In the future, we plan to establish a cloud platform that allows users to access our series of chiplet-based chips, enabling deployment from mapping schemes to instructions with direct insights into performance and even energy efficiency (detailed examples and descriptions are provided below). Our first-generation chip, comprising one IO Die and two compute Dies with a total compute capacity of 64 TOPs, returned from fabrication on November 5th (shown below). Since testing is still in progress, we are currently presenting preliminary results based on the ZEBU verification platform.
This document outlines the workflow of our compiler. The initial input supports networks in TFLite, PyTorch, and ONNX formats. After frontend processing—including quantization and basic fusion (e.g., CONV+BN+ReLU)—it outputs the Frontend IR. Next, the Gemini Scheduler performs global optimization, generating the Scheduler IR, which includes explicit address optimizations as noted. Finally, the Assembler converts the IR into instructions for deployment on the chip. Since our chip just recently completed tape-out and is still in the testing phase, we will release some actual measured data later. Therefore, we are showing the results from the ZEBU platform.
The workload example we use is an INT8-quantized ResNet50 with a batch size ranging from 1 to 64
. The platform is a single-core scaled-down accelerator (due to ZEBU resource limitations, simulating one core with a single board already exceeds 50% LUT resource utilization). For a more detailed hardware synthesis log of the ZEBU, please refer to backend_log.
- Input: ONNX, Pytorch, TFLite model (A ResNet-50 ONNX example is located in
model_input/
) - Output: Frontend IR (located in
frontend_output/
) - Process:
- The first step in the compiler workflow is to convert the ONNX model into a Frontend IR, which includes quantization and basic fusion (e.g., CONV+BN+ReLU). This IR contains all layers, operations, data types, and dependencies required for further processing by the scheduling and assembly stages.
- Input: Frontend IR (from
frontend_output/
) - Output: Scheduler IR (located in
scheduler_output/
) - Process:
- Gemini reads the Frontend IR and performs the optimization introduced in the paper. Once scheduling is complete, the system uses the IRgen tool to generate the Scheduler IR, which is a custom high-level intermediate representation. This decouples it from low-level instruction generation, facilitating continued optimization or even replacement of the scheduler.
- Input: Scheduler IR (from
scheduler_output/
) - Output: Assembly Instructions (located in
assembler_output/
) - Process:
- The assembly generation phase involves parsing the Scheduler IR and translating it into a series of assembly instructions. These instructions represent the final executable form that will run on the target hardware. Each instruction contains detailed information on data movement, computation, and control flow.

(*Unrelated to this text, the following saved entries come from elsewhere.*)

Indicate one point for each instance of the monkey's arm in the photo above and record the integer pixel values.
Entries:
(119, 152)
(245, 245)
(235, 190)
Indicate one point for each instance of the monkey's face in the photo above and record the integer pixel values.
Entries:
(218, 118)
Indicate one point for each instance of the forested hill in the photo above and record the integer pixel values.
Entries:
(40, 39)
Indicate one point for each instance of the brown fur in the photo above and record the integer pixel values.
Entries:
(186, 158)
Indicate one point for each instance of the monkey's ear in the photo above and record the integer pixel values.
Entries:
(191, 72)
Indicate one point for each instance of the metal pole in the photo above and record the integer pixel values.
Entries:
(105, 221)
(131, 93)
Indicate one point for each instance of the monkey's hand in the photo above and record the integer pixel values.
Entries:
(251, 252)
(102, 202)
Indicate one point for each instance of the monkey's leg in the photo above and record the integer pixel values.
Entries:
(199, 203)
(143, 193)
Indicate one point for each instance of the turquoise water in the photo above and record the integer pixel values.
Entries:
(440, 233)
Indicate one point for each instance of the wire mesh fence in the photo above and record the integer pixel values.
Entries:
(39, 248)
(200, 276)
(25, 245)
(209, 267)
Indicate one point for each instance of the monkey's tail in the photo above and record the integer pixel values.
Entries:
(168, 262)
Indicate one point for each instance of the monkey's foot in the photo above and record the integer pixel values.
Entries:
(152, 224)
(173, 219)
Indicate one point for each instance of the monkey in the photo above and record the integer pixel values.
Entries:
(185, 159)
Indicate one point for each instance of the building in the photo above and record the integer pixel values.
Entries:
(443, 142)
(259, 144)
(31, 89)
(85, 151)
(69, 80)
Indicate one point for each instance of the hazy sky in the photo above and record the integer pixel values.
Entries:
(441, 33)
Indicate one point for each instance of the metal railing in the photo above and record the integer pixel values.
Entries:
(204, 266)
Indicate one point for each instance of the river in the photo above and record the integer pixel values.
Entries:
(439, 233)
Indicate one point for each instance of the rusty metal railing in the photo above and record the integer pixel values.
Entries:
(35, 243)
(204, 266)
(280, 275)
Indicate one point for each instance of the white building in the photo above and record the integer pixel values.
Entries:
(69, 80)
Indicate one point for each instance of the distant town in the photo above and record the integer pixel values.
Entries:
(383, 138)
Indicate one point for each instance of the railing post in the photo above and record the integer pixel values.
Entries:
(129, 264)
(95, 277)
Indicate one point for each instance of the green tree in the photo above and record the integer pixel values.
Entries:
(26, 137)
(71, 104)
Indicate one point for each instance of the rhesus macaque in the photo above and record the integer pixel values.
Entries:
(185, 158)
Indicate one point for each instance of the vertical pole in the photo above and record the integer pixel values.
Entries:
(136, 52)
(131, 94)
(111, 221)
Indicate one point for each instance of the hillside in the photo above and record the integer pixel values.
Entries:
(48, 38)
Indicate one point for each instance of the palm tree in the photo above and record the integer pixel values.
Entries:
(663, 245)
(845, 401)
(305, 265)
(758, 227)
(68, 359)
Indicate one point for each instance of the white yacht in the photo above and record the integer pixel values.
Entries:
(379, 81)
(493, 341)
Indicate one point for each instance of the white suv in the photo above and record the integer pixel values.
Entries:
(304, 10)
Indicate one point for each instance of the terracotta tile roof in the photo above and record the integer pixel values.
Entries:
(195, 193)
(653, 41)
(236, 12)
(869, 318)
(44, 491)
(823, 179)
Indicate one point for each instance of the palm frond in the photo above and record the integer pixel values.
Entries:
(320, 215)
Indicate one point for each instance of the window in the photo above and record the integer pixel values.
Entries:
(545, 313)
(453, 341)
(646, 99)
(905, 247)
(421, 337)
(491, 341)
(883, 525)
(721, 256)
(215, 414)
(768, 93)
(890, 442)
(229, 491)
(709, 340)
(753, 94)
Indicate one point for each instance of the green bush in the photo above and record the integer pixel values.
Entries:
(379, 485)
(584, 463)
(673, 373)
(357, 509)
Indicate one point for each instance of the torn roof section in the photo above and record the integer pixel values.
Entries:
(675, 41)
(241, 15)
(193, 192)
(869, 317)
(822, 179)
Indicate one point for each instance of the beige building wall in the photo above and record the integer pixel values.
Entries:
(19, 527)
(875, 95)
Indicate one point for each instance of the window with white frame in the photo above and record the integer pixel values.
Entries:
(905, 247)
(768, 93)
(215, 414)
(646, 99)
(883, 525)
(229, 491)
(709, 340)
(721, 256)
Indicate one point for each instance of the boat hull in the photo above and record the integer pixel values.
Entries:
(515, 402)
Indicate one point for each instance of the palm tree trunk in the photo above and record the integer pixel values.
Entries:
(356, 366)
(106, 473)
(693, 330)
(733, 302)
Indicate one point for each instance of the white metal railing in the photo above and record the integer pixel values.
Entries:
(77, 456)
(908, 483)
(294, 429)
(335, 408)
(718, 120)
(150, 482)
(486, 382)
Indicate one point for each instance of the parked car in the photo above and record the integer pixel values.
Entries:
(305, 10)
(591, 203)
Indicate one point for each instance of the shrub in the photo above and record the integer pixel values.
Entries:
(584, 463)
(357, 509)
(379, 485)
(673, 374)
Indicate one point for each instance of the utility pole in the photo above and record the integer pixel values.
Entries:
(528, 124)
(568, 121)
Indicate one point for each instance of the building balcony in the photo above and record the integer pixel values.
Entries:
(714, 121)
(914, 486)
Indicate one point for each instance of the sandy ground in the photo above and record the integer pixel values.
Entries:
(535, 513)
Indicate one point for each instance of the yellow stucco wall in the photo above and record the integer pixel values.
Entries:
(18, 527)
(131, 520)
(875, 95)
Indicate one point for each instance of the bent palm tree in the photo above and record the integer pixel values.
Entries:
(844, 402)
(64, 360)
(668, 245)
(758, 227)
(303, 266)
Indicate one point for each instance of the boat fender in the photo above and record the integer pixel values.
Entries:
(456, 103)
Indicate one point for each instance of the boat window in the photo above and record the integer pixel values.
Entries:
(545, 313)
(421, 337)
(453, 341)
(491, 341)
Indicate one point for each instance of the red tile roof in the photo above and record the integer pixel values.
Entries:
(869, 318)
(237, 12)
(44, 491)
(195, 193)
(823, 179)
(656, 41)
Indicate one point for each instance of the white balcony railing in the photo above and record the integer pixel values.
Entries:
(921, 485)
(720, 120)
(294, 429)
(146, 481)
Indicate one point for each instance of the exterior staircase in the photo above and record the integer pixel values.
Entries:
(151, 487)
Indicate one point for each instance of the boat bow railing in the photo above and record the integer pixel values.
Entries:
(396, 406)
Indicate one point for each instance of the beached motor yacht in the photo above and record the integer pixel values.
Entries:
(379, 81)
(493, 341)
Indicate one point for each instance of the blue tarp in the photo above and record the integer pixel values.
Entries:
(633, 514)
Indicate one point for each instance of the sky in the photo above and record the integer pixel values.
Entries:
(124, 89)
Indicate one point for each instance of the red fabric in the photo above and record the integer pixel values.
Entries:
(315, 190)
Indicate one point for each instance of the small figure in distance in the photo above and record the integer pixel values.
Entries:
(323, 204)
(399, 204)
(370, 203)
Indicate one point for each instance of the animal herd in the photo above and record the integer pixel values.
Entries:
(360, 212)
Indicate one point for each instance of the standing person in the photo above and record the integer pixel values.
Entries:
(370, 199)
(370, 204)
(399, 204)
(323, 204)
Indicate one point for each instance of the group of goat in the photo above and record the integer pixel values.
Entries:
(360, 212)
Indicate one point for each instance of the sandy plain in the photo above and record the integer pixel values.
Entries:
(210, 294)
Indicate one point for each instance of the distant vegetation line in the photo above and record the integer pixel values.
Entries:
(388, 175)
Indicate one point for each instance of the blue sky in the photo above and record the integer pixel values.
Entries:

- Input: Assembly Instructions (from
assembler_output/
) - Output: Execution times for each instruction (located in
zebu_trace_output/
) - Process:
- The assembly instructions can be executed on the ZEBU platform, where we integrated a specialized trace capture hardware mechanism in our accelerator to record the start and end times of each instruction and read them out. The validation we conducted in Sec. V-E is also based on this trace data.
Each stage of the process produces an IR that follows a specific format. For detailed information on the content and structure of these IRs, refer to the *_Format.md
file located in each of the output directories:
frontend_output/Frontend_IR_Format.md
scheduler_output/Scheduler_IR_Format.md
assembler_output/ISA_Format.md
zebu_trace_output/ZeBu_Trace_Format.md
These documents provide comprehensive explanations of the fields and structures used in the respective IRs.
frontend_output/
: Contains the quantized Frontend IR.scheduler_output/
: Contains the Scheduler IR generated by Gemini and IRgen.assembler_output/
: Contains the final assembly instructions.zebu_trace_output/
: Contains the execution time logs from the Synopsys ZeBu Emulation System.
By following this structured pipeline, our compiler efficiently transforms models into hardware-executable instructions.